Communication and trust were also key. “There were two of us in the boat going approximately 140 miles per hour. Racing the most powerful boats in the world on one of Mother Nature’s most powerful resources taught me how to rely not only on myself but also on someone else, like my lifelong throttle man, Errol Lanier. Errol and I had to be two men working as one. We had to communicate effectively not only because we wanted to win, but because our lives depended on it.”
Your past impacts your present—this is true in terms of the leadership potential that racing developed in Kaiser, and it is something that the owner of the multi-generational family business knows well.

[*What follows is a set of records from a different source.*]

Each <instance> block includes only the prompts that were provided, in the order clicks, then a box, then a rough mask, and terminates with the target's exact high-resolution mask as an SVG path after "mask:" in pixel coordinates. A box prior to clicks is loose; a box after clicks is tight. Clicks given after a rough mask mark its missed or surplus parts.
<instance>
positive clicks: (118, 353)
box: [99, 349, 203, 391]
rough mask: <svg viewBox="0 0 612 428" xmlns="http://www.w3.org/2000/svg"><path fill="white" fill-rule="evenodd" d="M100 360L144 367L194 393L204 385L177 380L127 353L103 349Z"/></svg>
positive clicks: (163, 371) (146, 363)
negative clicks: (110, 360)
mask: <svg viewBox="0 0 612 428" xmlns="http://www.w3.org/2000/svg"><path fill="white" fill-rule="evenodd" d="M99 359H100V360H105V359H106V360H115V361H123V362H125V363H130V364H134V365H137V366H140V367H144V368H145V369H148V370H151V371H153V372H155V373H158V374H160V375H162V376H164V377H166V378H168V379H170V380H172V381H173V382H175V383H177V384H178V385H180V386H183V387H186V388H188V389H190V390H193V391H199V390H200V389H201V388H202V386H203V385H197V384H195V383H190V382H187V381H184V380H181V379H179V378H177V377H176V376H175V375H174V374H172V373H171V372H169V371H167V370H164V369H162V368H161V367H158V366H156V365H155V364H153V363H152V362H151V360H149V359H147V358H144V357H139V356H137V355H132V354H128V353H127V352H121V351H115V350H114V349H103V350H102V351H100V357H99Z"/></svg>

“My brother Joe and I have always shared the same endless enthusiasm for the future that my father had when he started GK. Dad is our hero and embodies the American dream in our eyes. Upon returning from the service, he started the business and worked hard to provide for our family. At 97 years old, he still asks about our current projects and offers advice. It makes me proud to have grown the company into a world leader.”
Kaiser’s mother and sister have been integral parts of keeping the business moving forward, tirelessly acting as a vital support system for generations of the business’s leaders. “From my mother typing the first quote for GK, to her witnessing the company win multiple GM Supplier of the Year Awards, she has always been by our side.”
When Kaiser’s father retired, his brother Joe became the president, and Kaiser served as executive vice president. “Joe is the best brother, friend and business partner I could have ever asked for. He taught me everything from how to throw a baseball to how to run a company,” says Kaiser.
Joe’s son, Joe Kaiser V, is now the president of UPI. Living and working within the industry his whole life, he has a unique perspective that combines the company’s history with its future.
“I believe my brother and I had a responsibility to make our father proud,” says Kaiser. “Today, as sole owner of GK, I feel the responsibility to also make my children proud. My son has my competitive spirit in sports and is a successful United States Hockey League player for the Muskegon Lumberjacks. He has committed to play Division 1 hockey for the University of Massachusetts Amherst. My daughter is equally competitive and has incredible business acumen and creativity, attending Parsons School of Design in New York City. I want them to be proud of our family legacy. Your family is so much a part of your business, and your business impacts your family; the two will always be linked for me.”
Kaiser and his brother also created an extended family through the employees of their organization. “We have employees that have been with us for over 40 years. We’ve grown up together in a sense. I owe our past and current employees, many of whom have dedicated their lives to GK, because without them GK wouldn’t be where it is today.”
Editor's note: Joseph Peter Kaiser III, founder of Gallagher-Kaiser, referenced throughout this article, passed away on June 5, 2018, at the age of 97.